One factor that determines whether a hotel lives or dies in these times is the depth of the owner’s pocket.
There are properties that operate on the slimmest of margins, the investors extracting as much as they can from the operation. These are people who are in it for the money only. If there was more money to be made operating laundries or or insurance agencies, they’d be in that. The hotels that seem to be succeeding and likely to survive are those operations headed by a devoted hotelier backed by deep pockets.
Around the middle of October, Kansas Citians start moving indoors, unless there are heaters or fires. Might be a good time to start a service that rents propane heaters to restaurants!
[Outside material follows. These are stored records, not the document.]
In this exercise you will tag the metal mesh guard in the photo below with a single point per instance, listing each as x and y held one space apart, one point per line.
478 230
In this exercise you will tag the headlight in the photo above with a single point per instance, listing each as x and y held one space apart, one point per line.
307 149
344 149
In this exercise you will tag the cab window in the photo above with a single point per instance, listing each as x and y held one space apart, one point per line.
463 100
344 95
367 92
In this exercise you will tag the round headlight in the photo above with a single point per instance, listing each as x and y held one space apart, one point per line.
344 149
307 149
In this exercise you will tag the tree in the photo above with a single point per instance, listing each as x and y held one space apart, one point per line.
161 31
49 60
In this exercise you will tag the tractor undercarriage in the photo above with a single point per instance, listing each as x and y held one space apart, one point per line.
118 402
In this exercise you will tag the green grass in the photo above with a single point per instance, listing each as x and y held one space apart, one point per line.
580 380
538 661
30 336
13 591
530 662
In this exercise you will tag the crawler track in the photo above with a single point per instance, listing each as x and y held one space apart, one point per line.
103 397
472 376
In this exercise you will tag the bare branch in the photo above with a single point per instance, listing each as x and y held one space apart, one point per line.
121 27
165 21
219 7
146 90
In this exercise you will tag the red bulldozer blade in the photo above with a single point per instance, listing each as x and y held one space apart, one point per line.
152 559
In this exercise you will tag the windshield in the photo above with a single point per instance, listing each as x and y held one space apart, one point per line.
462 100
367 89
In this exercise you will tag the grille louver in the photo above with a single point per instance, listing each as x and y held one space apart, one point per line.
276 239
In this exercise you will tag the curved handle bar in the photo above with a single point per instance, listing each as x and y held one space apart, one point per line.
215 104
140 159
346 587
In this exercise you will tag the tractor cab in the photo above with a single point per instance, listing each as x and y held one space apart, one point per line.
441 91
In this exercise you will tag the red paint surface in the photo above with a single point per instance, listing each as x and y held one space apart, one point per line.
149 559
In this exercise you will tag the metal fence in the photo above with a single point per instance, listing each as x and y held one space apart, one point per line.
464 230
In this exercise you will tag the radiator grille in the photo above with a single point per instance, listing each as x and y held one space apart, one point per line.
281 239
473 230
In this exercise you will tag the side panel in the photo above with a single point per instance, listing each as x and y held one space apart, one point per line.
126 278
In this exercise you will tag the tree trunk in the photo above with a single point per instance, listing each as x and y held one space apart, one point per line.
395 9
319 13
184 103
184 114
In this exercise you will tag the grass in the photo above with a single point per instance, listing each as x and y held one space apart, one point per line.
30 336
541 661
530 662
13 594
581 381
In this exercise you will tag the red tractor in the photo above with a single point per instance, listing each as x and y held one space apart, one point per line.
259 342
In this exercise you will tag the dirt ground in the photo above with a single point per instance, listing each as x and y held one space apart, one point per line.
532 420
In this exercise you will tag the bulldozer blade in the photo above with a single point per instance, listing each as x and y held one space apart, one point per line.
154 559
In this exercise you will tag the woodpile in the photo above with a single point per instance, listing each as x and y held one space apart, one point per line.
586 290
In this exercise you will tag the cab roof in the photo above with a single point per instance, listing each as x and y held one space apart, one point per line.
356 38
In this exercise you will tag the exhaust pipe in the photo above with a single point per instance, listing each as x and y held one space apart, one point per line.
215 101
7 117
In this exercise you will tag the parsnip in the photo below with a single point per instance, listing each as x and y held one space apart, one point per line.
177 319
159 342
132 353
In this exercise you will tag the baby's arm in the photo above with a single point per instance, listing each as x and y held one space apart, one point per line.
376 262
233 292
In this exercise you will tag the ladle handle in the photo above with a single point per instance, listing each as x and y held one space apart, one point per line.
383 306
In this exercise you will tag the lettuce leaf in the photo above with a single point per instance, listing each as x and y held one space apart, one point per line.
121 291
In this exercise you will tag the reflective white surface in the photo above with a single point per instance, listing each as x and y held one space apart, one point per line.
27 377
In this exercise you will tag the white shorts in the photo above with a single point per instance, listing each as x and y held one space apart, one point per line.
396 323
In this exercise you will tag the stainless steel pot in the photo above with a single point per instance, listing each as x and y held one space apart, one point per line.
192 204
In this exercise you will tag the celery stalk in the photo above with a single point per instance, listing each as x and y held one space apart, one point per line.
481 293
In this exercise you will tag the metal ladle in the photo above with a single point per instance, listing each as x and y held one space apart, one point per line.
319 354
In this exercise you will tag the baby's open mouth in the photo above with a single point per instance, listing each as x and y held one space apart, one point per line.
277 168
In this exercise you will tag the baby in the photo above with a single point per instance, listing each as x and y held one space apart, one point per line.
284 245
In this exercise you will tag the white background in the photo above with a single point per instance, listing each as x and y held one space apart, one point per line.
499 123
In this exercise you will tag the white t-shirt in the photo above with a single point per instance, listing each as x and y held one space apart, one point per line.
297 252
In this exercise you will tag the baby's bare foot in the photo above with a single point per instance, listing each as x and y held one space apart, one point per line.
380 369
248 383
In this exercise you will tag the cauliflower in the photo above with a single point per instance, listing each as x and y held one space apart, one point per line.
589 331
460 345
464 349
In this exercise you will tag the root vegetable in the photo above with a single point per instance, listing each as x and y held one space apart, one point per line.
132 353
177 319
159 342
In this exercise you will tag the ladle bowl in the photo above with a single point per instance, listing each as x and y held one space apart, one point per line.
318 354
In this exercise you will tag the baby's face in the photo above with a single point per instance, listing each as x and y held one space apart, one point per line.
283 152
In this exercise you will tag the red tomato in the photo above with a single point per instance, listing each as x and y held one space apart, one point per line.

Reduced occupancy hurts most businesses. If they rents were lower, many more of them could survive. Evicting current struggling businesses to try and replace them with new businesses that ALSO can’t afford current rents just adds an extended vacancy and remodeling expenses to the problem.Of course most of the landlords have mortgages to pay. If those were lower, they could survive on the lower rents that businesses can afford to pay. But with interest rates already super low, landlords can’t get meaningful mortgage relief through lower interest rates. Of course when the leases and mortgages were written there weren’t any provisions to lower them. I think that what we actually need, is a massive fall in commercial real estate prices, as painful as that is. As terrible as that would be, it may well be our least bad option to put the economy onto a supportable basis.